So that was my Good Friday. How was yours??

Thursday, April 21, 2011

No Bull?

Well, yesterday's treatment was pretty horrible, so we're just going to go to the funny part of the day.

We got a cow named Chuck. (So yes, when he lays down he is Ground Chuck). Well. He is supposed to be a steer. I always thought a steer was just a cow with horns. So for the rest of you uneducated city folk (like me!), apparently a girl cow is a heifer. A BOY cow that no longer has his boy parts is a STEER. A boy cow that HAS all of his boys parts is a BULL. Those are the things you see in the PBR-8-second-bull-riding shows. (The BULL not the parts!!!!!)

Well. Our cow has a cough. Yes, a cough. First the $#@$# dogs, and now the cow. WHAT ever. So after another $90 flippin' dollars to combat said cow cough, our loving friend Shawn's son Kyle came over to administer aforementioned $90 medication because 1. it has to be injected, 2. Kyle used to work on a cow farm, 3. Doug had no idea what to do, and 4. Kyle had to help "catch" the thing before he could inject it.

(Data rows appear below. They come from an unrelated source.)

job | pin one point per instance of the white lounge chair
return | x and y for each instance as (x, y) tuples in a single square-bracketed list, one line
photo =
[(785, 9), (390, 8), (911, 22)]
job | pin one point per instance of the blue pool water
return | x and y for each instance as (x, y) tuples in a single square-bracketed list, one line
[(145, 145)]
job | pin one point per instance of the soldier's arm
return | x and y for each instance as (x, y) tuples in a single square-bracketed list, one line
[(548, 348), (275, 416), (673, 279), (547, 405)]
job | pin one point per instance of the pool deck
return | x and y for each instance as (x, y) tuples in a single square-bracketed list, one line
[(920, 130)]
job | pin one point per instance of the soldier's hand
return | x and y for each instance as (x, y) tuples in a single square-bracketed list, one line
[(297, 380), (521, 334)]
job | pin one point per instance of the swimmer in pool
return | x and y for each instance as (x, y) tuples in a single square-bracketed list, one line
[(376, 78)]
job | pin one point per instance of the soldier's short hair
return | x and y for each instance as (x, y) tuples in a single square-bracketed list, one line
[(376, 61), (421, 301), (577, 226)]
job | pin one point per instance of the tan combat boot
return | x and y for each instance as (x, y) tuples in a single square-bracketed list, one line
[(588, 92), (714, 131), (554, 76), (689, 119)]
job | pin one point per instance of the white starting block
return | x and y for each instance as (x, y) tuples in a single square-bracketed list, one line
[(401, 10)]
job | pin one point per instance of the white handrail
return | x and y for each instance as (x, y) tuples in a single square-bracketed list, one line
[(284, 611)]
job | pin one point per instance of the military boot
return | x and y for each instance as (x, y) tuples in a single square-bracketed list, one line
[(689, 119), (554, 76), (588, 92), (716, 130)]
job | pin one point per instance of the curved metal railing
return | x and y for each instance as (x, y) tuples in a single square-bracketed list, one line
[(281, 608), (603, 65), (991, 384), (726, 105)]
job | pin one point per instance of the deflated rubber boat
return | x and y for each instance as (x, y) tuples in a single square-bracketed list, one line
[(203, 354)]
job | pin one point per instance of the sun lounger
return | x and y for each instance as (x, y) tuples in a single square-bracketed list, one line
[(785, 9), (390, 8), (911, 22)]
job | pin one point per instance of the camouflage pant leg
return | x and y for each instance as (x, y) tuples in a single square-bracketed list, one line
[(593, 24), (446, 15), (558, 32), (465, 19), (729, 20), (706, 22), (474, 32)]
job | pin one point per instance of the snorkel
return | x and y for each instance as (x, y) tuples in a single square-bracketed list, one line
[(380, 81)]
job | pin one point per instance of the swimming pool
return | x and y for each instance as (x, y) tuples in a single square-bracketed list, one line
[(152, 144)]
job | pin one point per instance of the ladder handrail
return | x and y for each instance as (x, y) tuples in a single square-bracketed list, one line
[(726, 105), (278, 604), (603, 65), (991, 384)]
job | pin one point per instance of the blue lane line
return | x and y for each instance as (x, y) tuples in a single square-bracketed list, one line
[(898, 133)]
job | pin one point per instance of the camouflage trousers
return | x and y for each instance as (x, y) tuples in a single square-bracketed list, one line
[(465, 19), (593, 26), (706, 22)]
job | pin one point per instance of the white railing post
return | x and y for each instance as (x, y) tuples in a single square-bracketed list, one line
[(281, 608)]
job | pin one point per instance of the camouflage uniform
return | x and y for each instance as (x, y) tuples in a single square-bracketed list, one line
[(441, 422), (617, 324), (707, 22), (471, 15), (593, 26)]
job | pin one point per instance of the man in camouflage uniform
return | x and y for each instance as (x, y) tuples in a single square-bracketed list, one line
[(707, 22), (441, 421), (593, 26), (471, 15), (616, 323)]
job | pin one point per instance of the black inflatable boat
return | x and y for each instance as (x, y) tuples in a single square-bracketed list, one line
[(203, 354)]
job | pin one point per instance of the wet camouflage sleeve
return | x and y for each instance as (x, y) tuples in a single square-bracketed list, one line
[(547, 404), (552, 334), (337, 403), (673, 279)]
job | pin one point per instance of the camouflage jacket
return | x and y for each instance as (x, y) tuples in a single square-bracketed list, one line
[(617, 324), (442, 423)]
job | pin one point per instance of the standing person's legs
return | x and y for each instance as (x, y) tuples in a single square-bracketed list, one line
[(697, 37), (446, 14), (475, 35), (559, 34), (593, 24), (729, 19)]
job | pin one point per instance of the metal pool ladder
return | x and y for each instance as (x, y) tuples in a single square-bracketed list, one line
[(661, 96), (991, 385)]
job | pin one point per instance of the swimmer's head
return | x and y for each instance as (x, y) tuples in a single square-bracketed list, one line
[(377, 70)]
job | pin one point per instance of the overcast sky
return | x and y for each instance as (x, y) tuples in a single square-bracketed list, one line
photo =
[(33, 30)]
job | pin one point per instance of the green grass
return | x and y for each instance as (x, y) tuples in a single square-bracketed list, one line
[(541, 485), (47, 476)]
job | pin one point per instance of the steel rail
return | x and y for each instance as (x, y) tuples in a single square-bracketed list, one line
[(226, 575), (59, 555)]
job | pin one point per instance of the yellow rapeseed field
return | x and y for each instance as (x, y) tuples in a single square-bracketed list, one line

SO. I have to say at this point I am HORRIBLY saddened that I did not see this take place, it is only a vicarious telling. {sigh} I miss ALL the good stuff.

First, when we get home from my horrific treatment, Doug goes out with Jacob to build some kind of cow container. A stall of sorts, quickly assembled. Kyle comes over, Jacob and I are eating supper....never heard a thing.

Doug comes back in after a while, and the first thing out of his mouth is, "Kyle said make sure Jacob NEVER EVER EVER goes by that cow. He said it was rank." Now, I happened to know that "rank" doesn't mean stinky in this case, but MEAN. (I know that from my short-lived fascination with bull-riding).

Then he proceeds to tell me how he got head-butted by the cow, kicked by the cow, and how Kyle narrowly escaped being charged by jumping OVER the cow somehow. (Again, I'm almost weeping that I missed the show). I think Shawn said it was 4 or 5 times that Kyle got pushed around by this "rank steer" who Kyle REALLY thinks is a BULL.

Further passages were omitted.